To provide more insight into the evolutionary dynamics of the genes, based on the identified gene families and the constructed phylogenetic tree with the predicted divergence times among species, we used CAFE (version 4.2) [90] to analyze gene family expansion and contraction. In CAFE, a random birth and death process was adopted to study gene gain or loss across a specified phylogenetic tree. The gene families with both family-wide and viterbi p-values less than 0.05 were considered to have an accelerated rate for gene gain or loss. Identified gene family expansions and contractions in R. kukunoris were mapped to KEGG pathways for functional enrichment analysis, which was conducted using the enrichment methods implementing hypergeometric test algorithms and the Q-value (FDR, False Discovery Rate) was calculated to adjust the p-values using R-package qvalue [91].

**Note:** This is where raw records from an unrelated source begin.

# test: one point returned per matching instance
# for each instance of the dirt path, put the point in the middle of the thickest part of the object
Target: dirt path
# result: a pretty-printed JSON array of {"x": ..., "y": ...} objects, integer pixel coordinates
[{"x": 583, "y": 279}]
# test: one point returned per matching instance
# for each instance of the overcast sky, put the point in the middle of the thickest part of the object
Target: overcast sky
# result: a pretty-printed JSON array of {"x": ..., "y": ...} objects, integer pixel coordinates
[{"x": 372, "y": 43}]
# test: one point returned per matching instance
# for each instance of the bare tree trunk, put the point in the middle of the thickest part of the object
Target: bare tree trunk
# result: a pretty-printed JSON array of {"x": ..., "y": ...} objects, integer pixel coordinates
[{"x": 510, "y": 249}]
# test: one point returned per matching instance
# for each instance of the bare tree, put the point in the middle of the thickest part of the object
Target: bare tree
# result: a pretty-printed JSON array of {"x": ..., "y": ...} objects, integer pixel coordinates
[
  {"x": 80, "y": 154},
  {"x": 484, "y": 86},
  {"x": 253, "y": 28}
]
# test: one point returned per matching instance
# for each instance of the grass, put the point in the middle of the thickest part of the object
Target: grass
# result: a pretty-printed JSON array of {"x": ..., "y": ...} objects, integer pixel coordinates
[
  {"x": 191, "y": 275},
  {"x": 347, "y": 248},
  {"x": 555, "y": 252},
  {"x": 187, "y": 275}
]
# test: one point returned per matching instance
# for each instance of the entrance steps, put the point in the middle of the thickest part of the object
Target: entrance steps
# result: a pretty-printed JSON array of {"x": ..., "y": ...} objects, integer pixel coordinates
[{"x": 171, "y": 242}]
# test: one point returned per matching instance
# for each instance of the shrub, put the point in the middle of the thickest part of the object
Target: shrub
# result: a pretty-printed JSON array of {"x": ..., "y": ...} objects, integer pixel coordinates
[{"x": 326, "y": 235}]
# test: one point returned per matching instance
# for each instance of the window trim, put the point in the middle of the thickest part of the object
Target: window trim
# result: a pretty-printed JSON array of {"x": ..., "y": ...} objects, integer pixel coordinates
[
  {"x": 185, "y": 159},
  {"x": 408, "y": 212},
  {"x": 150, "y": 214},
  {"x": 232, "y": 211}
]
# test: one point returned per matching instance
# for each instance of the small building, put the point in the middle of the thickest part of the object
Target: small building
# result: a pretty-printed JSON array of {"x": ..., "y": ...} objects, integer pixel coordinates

Several genes (e.g., 4-hydroxyphenylpyruvate dioxygenase(hpd), Alkaline Phosphatase(ALPL), Aldehyde dehydrogenase 6 family member A1(Aldh6a1), Glucose-6-phosphate dehydrogenase(G6pd), Phosphoenolpyruvate Carboxykinase 2(PCK2), NAD synthetase 1(NADSYN1), aldehyde dehydrogenase 6 family member A1 (Aldh6a1), endothelial PAS domain protein 1(EPAS1), Flap structure-specific endonuclease 1 (FEN1) and Glucose-6-phosphate dehydrogenase(G6PD) have been shown to be positively selected in high-altitude environments[5, 33, 35, 36]. In order to test whether any of these genes are important in adaptation to high-altitudes in R. kukunoris, we identified genes showing signals of positive selection in the R. kukunoris genome. Single-copy genes of N. parkeri, R. catesbeiana, R. kukunoris, R. temporaria, B. gargarizans, and R. marina were obtained using Orthofinder (version 2.4). then MAFFT (parameters:–localpair –maxiterate 1000) was used for protein alignment of each gene family, and the protein alignment was transformed with codon alignment in PAL2NAL (version 14) after which the CodeML program in PAML (version 4.9i; F3 × 4 model of codon frequencies) was used to detect positively selected genes in the clade containing N. parkeri, R. catesbeiana, R. kukunoris, R. temporaria, B. gargarizans, and R. marina. Among them, the branch-site model was used, and likelihood ratio tests (LRTs) were calculated (p < 0.05) between Model A (foreground clade ω > 1) and null Model (any sites forbidden ω > 1). Posterior probability was calculated using empirical Bayes method (BEB) and posterior probability > 0.95 was considered as positively selected gene. Finally, the R-package clusterProfile was used for the GO and KEGG enrichment analysis of positively selected genes [92].